Elliptic curve discrete logarithm problem in characteristic two

Several recent preprints have discussed summation polynomial attacks on the ECDLP in characteristic 2:

  • eprint 2015/310, New algorithm for the discrete logarithm problem on elliptic curves, by Igor Semaev.
  • eprint 2015/319, Point Decomposition Problem in Binary Elliptic Curves, by Koray Karabina.
  • arxiv 1503.08001, Notes on summation polynomials, by Michiel Kosters and Sze Ling Yeo.

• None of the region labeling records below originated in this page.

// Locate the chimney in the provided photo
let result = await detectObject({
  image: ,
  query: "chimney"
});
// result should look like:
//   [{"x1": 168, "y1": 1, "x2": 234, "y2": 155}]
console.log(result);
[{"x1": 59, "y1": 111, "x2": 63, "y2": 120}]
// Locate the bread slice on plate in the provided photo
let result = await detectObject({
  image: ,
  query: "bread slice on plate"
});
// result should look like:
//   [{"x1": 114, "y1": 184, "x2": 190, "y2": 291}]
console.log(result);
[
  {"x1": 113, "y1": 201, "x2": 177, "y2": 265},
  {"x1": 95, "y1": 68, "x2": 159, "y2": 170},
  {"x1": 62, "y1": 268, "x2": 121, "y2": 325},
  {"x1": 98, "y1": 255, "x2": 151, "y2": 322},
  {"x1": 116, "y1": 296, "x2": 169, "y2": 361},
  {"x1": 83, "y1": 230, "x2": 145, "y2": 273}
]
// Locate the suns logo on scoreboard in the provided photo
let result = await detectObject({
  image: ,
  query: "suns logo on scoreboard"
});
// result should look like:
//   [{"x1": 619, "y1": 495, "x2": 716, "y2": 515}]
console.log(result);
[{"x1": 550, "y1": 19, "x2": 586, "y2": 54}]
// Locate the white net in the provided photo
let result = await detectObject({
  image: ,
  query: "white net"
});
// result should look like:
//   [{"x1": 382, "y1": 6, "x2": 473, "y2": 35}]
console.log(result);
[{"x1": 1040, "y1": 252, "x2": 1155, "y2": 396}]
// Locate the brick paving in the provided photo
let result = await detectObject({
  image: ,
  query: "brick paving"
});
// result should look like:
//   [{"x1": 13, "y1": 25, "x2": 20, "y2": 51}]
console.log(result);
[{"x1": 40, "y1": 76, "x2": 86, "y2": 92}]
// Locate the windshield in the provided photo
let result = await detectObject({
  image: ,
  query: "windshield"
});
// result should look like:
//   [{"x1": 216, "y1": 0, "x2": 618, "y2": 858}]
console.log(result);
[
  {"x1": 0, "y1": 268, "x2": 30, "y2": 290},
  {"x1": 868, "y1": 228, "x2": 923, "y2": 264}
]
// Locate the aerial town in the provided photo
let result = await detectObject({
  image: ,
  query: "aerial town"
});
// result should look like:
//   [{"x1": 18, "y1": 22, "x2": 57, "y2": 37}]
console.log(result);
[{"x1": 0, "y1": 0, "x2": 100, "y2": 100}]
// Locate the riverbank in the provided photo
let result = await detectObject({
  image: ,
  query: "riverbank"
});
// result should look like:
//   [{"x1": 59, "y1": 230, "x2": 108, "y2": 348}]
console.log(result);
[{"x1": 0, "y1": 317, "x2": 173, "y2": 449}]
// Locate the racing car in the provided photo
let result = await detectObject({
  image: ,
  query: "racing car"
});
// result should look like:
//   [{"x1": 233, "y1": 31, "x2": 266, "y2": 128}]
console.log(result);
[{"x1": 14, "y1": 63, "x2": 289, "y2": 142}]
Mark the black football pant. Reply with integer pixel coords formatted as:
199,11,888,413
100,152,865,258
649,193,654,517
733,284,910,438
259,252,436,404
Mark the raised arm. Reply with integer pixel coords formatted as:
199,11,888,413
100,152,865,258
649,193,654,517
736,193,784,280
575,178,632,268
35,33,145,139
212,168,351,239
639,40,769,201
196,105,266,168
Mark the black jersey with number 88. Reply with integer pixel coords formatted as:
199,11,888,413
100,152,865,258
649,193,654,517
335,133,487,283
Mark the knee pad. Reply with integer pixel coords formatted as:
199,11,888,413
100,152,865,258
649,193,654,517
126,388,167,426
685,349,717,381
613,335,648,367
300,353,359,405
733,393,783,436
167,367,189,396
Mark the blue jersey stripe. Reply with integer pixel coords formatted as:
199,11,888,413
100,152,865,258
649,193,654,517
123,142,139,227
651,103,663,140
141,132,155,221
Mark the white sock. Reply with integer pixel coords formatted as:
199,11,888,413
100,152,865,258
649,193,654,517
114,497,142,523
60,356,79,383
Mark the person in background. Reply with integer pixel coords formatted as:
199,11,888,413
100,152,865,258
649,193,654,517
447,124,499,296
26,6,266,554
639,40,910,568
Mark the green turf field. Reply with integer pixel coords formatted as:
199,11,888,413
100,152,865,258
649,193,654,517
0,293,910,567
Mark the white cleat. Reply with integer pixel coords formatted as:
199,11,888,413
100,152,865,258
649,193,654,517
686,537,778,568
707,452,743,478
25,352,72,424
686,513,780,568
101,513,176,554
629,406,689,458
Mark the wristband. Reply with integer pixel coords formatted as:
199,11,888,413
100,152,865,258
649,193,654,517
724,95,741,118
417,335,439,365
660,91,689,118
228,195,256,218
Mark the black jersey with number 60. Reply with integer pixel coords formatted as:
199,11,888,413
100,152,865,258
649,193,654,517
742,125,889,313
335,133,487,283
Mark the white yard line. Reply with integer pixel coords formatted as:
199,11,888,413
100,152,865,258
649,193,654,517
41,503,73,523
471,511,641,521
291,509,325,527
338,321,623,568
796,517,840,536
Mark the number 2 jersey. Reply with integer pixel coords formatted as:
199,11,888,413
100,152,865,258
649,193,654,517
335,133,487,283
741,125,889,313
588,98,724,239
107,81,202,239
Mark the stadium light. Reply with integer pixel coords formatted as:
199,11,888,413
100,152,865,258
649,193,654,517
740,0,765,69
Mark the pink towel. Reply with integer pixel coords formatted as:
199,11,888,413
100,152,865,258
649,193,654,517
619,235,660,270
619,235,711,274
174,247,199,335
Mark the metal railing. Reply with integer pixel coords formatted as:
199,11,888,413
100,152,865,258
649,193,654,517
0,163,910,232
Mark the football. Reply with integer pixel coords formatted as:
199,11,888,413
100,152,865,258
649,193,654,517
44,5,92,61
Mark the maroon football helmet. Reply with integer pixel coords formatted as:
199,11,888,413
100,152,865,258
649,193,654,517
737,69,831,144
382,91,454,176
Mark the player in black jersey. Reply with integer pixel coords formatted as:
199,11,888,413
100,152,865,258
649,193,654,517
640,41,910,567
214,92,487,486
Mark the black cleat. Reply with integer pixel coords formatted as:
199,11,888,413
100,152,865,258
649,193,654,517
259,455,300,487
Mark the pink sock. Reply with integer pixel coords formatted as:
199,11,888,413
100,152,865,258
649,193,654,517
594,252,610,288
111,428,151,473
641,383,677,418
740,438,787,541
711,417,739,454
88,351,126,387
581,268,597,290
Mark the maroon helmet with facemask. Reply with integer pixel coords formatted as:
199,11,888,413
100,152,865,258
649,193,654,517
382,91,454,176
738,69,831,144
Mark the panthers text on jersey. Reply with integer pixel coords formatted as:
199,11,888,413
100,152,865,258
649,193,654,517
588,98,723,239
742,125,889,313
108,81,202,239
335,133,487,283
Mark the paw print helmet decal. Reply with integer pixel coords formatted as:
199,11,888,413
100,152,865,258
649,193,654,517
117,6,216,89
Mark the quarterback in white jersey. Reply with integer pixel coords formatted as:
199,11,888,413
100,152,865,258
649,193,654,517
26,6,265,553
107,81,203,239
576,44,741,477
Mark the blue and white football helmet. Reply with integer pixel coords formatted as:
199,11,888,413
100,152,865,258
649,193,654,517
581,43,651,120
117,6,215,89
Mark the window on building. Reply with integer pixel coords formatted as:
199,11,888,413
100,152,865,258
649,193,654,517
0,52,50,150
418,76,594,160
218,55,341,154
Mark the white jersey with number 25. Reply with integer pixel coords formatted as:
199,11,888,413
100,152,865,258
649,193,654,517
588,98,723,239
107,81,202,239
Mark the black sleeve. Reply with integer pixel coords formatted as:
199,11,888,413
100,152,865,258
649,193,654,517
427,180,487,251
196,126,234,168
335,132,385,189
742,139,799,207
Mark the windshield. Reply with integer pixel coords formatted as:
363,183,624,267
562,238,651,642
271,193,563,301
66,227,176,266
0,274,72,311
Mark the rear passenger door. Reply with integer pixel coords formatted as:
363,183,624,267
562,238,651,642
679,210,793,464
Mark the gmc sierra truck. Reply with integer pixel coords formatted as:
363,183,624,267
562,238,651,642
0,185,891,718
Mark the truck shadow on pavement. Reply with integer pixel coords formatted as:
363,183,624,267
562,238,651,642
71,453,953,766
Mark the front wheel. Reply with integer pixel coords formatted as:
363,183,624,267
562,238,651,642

To recall some history, in 2004 Semaev introduced a fundamental new idea for index calculus algorithms for the ECDLP. Fix an elliptic curve E over a field K. Semaev’s summation polynomials S_m( x_1, \dots, x_m ) have the property that if S_m( a_1, \dots, a_m ) = 0 for some field elements a_1, \dots, a_m \in K then there are elliptic curve points (a_1, b_1), \dots, (a_m,b_m) on E(\overline{K}) such that (a_1, b_1) + \cdots + (a_m,b_m) = 0.
Gaudry and Diem explored how to use this idea in the context of Weil descent and the ECDLP on elliptic curves over \mathbb{F}_{2^n}. In particular, Diem showed there exists a sequence of finite fields \mathbb{F}_{2^n} (not of prime degree) such that the ECDLP along this sequence is provably subexponential. In these cases, the idea is to choose a_i in some dimension d < n subspace of \mathbb{F}_{2^n} and to write a "random point" R as a sum of m such points by finding a solution to S_{m+1}(a_1, \dots, a_m, x(R)) = 0. One chooses md \approx n to have a good chance of a relation, in which case one has to solve a system of polynomial equations involving md \approx n variables and n equations.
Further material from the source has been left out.